Fui tratar dos meus afazeres.
A
noite chegou. Nem me lembrava mais do tal morcego e as previsões da minha
cuidadora. Fui para a ‘sala de partos’ e começo a digitar um texto sobre as
flores da Chapada.
De
repente ouço um barulho. Aguço o ouvido. O ruído era semelhante ao produzido
pelo vento em uma porta entreaberta. O ruído se repete com frequência.

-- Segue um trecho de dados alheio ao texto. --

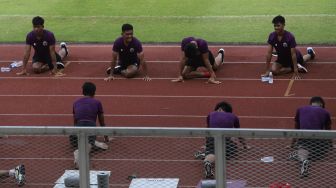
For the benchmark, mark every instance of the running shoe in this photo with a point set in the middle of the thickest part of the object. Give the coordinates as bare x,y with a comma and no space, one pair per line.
293,155
221,51
63,46
116,70
199,155
208,170
311,52
20,175
304,168
60,65
302,69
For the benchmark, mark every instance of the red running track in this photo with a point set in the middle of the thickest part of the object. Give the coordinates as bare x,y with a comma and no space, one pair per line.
45,100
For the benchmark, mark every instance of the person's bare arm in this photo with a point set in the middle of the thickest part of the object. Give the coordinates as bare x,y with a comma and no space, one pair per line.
113,64
102,124
268,60
53,58
212,79
25,60
296,74
143,64
183,60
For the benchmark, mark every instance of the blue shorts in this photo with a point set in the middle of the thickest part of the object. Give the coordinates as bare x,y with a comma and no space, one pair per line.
46,60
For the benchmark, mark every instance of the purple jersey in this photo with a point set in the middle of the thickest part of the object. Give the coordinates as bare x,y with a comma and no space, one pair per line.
127,53
284,46
201,44
87,109
312,117
222,120
41,46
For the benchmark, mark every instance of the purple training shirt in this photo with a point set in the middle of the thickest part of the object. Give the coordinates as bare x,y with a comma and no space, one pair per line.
222,120
87,109
312,117
284,46
41,46
201,44
129,52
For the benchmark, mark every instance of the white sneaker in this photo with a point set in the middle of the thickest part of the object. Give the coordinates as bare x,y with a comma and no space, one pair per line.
311,52
221,51
64,46
20,175
302,69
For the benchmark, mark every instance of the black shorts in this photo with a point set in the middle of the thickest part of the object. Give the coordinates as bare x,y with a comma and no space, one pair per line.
46,60
198,61
317,148
74,139
125,63
231,147
289,63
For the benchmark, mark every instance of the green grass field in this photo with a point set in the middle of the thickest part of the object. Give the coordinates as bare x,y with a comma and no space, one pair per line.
218,21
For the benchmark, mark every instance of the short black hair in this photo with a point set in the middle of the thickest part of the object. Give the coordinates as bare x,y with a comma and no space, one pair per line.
190,50
317,99
225,106
278,19
126,27
89,89
38,20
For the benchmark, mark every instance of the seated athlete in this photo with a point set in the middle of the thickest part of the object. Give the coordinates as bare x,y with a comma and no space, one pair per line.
45,57
197,61
131,56
289,59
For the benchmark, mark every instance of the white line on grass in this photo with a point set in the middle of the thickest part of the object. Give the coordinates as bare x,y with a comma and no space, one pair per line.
164,96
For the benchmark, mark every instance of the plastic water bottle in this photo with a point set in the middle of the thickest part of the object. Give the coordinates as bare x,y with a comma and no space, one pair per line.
270,78
16,64
5,69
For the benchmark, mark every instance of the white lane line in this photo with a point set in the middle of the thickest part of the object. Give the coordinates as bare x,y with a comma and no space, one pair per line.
160,45
164,96
153,78
174,62
151,116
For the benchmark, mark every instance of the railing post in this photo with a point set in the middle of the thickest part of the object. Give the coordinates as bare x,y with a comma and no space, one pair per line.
83,157
220,161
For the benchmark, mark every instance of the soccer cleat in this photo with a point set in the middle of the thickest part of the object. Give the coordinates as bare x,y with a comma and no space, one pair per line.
20,175
293,156
302,69
304,168
60,65
63,46
208,170
221,51
311,52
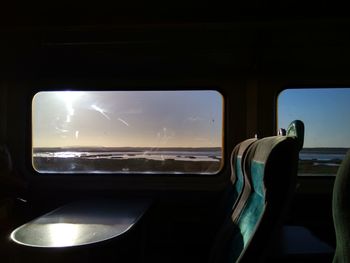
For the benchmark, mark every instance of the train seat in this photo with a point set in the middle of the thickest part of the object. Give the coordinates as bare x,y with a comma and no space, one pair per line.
341,211
269,169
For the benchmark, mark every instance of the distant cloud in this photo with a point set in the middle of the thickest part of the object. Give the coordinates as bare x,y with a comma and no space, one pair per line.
132,111
100,110
123,121
192,119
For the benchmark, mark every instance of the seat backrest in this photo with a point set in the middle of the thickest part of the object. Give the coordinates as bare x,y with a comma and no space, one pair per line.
237,177
271,166
341,211
231,197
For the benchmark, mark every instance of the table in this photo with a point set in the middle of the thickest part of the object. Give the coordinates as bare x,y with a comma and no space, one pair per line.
82,223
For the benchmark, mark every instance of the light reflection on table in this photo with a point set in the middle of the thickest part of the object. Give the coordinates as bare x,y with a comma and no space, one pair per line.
81,223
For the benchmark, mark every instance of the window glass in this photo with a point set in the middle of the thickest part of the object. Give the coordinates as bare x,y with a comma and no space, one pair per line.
127,132
325,113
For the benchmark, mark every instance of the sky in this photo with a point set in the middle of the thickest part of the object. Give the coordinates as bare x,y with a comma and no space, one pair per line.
325,113
127,119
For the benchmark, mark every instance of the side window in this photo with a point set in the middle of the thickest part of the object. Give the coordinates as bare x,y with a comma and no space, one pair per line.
326,115
170,132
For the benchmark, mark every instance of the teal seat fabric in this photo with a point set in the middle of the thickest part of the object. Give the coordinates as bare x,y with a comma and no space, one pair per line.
271,167
231,199
237,177
341,211
296,129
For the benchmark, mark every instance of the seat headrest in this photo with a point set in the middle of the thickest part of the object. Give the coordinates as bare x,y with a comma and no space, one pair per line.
297,129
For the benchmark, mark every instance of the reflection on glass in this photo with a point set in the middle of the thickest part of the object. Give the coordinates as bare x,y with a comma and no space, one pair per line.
127,131
325,113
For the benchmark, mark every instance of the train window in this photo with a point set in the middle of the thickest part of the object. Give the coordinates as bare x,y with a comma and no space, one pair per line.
325,113
172,132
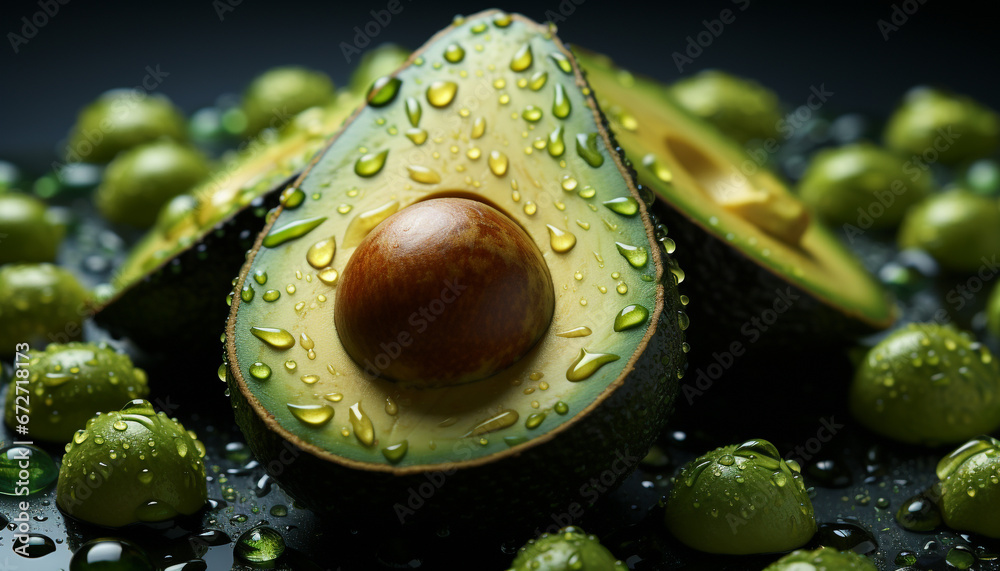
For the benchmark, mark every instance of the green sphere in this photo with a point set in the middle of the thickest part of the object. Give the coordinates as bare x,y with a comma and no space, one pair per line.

Estranhei, pois não ventava naquele momento. Chamo pela minha cuidadora.
Silêncio.
Aí
me lembrei que ela me contou que, por conta da duplicação de uma ponte para a
Copa do Mundo, o trajeto da sua casa até aqui está demorando, em média, duas
horas. Ela ainda não havia chegado.
Resolvi
então levantar para entender o que acontecia em minha casa. Dou de cara com um
enorme morcego estrebuchando na porta do banheiro da ‘sala de partos’. Era o
morcego da minha cuidadora.
Ele
não tinha mais forças e estava morrendo de inanição. Tinha que, urgentemente,
dar um jeito naquela situação.
Encho-me
de coragem, tento vencer certa repugnância e vou à cozinha. De lá trago um
chumaço daquele papel branco e poroso - onde é colocado o pastel após a
fritura. Enrolo nele o bichinho e o devolvo à natureza. Era tarde demais.
De
todo este episódio eu aprendi duas coisas importantes: quem vive sozinho tem
que estar preparado para enfrentar qualquer imprevisto; a vida é um eterno
aprendizado.
Quem
diria que, após setenta e sete anos, eu iria capturar o meu primeiro morcego!